En momentos en que nos aprontamos a conmemorar nuestro Bicentenario, pocas cosas pueden ser más oportunas y necesarias que reflexionar sobre lo que significa ser chilenos e intentar desentrañar de nuestra identidad aquello que nos caracteriza y, en cierto modo, nos distingue de los demás.
Sin duda existen muchas respuestas posibles a esta pregunta. Pero si tuviera que elegir una, diría que somos un pueblo formado en la adversidad y el rigor, al que nada le ha resultado fácil y en que todo progreso ha sido a costa de muchísimo sacrificio y esfuerzo. Más aún, diría que precisamente allí reside nuestra mayor fortaleza. Porque a partir de la adversidad hemos ido forjando un temple, una tenacidad y una perseverancia, que nos permiten hoy vivir en un país sin complejos, seguro de sí mismo y que mira al futuro con confianza y optimismo.
Si hay algo que hemos aprendido de la historia es que los países necesitan recordar y honrar a sus héroes para no perder el rumbo y reafirmar su propia identidad. Y los chilenos siempre hemos contado con una constelación de ellos: O’Higgins, Carrera, Rodríguez, Prat, los 77 héroes de La Concepción y muchos otros, cuyos ejemplos de generosidad y grandeza hemos leído y releído tantas veces. Pero quizás como nunca antes, este año pudimos conocer también a otros héroes, que difícilmente van a aparecer en los libros de historia pero que, enfrentados a la adversidad y el dolor, respondieron con la misma generosidad y grandeza. Y es que este año del Bicentenario no sólo nos ha servido para rendir homenaje a nuestros héroes de antaño sino, más importante aún, para descubrir a los héroes de hoy.
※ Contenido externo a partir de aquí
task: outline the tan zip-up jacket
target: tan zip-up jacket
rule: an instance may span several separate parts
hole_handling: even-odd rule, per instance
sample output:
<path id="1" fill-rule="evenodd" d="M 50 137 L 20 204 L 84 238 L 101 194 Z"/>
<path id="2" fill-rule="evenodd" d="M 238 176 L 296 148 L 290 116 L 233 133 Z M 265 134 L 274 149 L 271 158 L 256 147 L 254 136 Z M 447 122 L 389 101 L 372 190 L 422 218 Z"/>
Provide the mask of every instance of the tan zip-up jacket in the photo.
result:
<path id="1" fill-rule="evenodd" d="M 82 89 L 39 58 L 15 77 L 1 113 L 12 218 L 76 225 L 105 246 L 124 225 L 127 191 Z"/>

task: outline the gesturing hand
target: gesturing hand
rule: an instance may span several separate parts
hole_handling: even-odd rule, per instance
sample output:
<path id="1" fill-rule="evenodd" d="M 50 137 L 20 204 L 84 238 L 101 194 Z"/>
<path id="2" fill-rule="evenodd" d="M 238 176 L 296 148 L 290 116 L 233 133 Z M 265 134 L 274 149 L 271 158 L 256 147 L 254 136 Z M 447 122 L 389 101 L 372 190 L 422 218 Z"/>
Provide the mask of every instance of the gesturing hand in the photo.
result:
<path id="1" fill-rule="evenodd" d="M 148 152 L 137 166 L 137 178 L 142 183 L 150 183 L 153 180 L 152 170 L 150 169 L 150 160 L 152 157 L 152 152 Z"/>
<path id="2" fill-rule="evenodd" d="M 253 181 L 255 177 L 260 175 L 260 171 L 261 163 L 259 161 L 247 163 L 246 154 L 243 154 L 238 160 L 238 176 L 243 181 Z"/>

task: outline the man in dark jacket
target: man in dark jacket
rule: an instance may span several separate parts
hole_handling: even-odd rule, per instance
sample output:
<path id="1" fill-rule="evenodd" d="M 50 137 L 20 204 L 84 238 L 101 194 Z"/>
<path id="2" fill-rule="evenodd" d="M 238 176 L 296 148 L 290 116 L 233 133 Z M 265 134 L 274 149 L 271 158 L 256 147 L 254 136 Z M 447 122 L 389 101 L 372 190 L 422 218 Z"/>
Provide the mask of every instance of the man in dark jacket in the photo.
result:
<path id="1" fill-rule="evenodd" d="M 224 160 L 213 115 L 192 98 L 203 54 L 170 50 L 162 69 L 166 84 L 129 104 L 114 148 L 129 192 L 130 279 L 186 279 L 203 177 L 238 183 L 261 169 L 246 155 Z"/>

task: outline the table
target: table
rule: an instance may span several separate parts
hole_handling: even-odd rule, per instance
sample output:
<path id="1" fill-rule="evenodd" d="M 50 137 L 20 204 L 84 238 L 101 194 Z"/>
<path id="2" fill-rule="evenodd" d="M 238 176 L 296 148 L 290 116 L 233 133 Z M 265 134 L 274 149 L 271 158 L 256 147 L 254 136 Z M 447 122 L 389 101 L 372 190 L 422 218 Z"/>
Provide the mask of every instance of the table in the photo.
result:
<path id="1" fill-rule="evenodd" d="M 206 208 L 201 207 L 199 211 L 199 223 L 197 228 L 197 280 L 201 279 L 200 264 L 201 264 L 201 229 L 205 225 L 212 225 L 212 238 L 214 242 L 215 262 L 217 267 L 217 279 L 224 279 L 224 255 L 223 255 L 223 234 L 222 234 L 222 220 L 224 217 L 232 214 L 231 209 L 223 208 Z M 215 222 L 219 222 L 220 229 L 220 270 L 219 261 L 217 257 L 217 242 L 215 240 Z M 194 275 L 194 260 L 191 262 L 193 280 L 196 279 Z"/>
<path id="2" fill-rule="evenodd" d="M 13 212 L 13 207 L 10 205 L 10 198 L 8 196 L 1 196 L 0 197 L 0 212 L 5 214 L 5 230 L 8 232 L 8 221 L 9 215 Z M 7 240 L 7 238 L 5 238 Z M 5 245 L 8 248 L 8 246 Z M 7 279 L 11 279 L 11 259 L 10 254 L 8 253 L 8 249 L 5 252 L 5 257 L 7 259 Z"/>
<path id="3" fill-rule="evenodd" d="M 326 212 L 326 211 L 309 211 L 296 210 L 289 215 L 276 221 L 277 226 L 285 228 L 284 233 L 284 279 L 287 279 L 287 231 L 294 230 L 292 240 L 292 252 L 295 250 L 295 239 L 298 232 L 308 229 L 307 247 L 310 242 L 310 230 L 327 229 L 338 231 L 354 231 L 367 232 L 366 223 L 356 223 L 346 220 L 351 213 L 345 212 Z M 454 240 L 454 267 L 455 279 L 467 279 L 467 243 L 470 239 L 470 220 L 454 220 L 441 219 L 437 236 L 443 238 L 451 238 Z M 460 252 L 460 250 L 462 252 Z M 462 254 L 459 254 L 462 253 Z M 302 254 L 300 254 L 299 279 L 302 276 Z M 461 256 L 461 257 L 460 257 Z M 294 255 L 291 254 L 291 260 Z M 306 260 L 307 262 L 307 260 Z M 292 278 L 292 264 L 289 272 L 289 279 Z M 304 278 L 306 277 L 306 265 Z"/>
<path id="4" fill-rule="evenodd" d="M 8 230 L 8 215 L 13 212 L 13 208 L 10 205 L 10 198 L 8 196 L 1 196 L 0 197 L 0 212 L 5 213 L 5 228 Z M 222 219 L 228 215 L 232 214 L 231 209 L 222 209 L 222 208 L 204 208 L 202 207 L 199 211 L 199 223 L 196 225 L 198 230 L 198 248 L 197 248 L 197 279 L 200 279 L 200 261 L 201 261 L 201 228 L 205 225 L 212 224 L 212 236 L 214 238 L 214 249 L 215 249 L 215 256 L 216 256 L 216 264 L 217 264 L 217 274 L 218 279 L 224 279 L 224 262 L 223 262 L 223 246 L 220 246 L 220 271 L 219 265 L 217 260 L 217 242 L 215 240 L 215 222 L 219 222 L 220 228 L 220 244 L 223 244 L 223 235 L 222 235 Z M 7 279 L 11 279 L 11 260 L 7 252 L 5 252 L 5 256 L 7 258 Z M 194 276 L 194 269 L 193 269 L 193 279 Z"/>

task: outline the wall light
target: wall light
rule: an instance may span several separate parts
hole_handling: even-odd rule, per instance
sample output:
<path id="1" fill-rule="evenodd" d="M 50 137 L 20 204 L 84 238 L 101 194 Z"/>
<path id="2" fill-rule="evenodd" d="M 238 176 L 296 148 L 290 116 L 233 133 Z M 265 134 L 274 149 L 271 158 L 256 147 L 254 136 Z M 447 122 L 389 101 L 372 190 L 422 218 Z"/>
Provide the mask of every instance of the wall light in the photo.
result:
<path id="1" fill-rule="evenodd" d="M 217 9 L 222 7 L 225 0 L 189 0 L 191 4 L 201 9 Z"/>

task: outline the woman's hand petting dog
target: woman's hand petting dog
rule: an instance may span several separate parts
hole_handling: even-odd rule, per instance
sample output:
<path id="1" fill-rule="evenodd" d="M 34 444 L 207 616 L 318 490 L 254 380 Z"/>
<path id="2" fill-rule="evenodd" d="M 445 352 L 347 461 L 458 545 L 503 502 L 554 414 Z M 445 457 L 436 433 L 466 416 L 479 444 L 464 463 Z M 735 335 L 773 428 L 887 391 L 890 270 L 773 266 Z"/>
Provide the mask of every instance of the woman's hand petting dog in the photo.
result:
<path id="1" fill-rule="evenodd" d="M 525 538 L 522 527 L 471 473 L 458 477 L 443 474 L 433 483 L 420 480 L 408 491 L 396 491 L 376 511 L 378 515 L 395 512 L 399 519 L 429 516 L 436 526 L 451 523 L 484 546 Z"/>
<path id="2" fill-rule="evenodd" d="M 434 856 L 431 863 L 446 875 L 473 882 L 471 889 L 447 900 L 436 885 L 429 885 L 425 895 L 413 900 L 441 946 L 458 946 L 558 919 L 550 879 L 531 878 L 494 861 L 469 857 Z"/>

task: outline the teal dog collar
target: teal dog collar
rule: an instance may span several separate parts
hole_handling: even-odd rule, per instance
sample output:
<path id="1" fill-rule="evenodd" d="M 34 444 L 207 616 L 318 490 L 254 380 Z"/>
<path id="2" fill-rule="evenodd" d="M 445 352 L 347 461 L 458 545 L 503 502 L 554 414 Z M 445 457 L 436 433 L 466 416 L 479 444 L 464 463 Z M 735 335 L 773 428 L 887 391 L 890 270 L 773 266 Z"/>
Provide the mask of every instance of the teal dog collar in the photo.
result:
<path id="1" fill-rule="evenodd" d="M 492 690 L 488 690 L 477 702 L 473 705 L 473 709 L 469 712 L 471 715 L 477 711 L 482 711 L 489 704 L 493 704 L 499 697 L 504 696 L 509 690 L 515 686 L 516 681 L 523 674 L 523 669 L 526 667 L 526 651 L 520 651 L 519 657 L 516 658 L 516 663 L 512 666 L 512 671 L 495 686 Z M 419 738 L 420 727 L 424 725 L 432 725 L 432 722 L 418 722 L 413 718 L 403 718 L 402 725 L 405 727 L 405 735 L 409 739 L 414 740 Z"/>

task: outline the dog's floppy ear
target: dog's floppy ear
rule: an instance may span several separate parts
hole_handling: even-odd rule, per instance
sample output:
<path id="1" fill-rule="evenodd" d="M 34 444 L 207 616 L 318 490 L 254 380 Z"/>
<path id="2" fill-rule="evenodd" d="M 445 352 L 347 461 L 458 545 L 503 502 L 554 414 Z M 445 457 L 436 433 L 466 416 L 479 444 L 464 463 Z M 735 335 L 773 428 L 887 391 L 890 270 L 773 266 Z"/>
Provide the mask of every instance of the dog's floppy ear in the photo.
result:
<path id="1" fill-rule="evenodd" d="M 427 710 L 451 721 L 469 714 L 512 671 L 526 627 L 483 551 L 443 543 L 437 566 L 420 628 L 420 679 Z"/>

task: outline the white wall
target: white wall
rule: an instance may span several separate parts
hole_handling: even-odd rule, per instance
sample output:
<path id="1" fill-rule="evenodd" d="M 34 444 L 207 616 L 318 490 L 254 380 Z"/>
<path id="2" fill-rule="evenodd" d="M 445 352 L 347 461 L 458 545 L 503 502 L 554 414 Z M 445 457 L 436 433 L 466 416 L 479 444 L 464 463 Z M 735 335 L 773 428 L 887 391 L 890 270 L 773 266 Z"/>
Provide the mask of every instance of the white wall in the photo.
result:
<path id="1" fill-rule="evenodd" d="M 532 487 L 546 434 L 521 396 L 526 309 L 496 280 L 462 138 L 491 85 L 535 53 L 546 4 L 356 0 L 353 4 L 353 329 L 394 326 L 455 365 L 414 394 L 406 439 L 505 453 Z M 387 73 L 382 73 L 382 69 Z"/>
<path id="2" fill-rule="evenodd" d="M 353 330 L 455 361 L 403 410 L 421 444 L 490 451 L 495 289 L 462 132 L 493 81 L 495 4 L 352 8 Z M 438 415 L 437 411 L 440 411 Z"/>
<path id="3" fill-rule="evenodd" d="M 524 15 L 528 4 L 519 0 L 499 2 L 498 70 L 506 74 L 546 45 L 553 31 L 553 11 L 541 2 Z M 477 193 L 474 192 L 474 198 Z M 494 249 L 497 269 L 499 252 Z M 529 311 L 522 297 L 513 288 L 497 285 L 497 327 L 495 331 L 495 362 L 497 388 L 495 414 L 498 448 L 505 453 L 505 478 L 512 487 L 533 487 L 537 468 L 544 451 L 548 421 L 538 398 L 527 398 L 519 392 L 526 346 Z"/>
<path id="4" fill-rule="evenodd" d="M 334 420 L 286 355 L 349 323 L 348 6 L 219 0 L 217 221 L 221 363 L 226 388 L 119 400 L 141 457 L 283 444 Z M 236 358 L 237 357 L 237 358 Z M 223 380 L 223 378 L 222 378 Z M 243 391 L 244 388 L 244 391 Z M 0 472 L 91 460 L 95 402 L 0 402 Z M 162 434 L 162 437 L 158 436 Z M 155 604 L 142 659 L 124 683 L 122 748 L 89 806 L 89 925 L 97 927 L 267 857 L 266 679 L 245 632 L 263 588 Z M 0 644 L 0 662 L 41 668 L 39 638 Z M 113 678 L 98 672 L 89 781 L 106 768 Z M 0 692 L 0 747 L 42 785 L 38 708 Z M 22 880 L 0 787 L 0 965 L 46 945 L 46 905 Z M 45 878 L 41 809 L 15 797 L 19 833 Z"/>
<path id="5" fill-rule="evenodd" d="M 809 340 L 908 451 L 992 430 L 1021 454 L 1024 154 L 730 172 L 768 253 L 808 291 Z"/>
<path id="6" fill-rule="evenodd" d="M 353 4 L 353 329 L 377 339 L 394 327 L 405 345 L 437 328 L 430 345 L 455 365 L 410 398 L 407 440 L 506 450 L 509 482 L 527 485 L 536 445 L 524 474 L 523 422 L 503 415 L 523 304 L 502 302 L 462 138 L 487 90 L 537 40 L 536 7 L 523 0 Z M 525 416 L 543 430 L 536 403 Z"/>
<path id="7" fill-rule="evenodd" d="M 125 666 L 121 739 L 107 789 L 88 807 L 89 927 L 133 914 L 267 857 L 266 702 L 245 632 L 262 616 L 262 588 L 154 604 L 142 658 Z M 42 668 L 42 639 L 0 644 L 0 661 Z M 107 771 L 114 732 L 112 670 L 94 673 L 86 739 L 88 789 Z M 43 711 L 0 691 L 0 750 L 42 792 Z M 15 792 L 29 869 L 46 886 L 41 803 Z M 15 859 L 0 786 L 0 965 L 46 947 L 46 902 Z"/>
Es bueno reflexionar acerca del misterioso instante en que estos hombres y mujeres, de carne y hueso, con virtudes y defectos, se transforman en héroes. Pienso en las veces en que Carrera y O’Higgins dirigieron los ejércitos libertadores. O en el momento en que Prat decide abordar el Huáscar. O en los minutos y horas que siguieron al terremoto y maremoto del pasado 27 de febrero, cuando muchos compatriotas arriesgaron sus vidas con tal de salvar la de otros, que muchas veces ni siquiera conocían. O en aquellas primeras palabras que leímos de los 33 mineros que llevaban semanas atrapados en las profundidades de la tierra, y que no fueron sólo para decirnos que estaban vivos, sino “bien”, ni para hacernos sentir que se encontraban entregados a su suerte, sino a resguardo “en el refugio”, y que, lejos de estar divididos, estaban más unidos que nunca “los 33″.
En el salto de estos ciudadanos a héroes subyace una renuncia radical a las bondades de la vida cotidiana para abrazar una causa más grande, más noble y más trascendente que ellos mismos. Y esa renuncia no es sino un acto de amor. De amor a Dios, de amor al prójimo y de amor a la Patria. Un amor capaz de convertir el dolor en esperanza, la tristeza en alegría, el llanto en sonrisa y la angustia en heroísmo. Un amor como el de millones de chilenas y chilenos honestos, que trabajan muy duro y que están dispuestos a cualquier sacrificio y privación con tal de darles a sus hijos una vida mejor.
Por eso, cuando nos aprontamos a dar el gran salto al desarrollo, hacia un país sin pobreza y con verdadera igualdad de oportunidades para todos, nunca debemos olvidar que la mayor riqueza de Chile no está en sus abundantes recursos naturales, ni en sus hermosos paisajes, ni en la altura de nuestros edificios. Está, más bien, en nuestra gente, en nuestro pueblo, en nuestros héroes; los de ayer, los de hoy y los de siempre.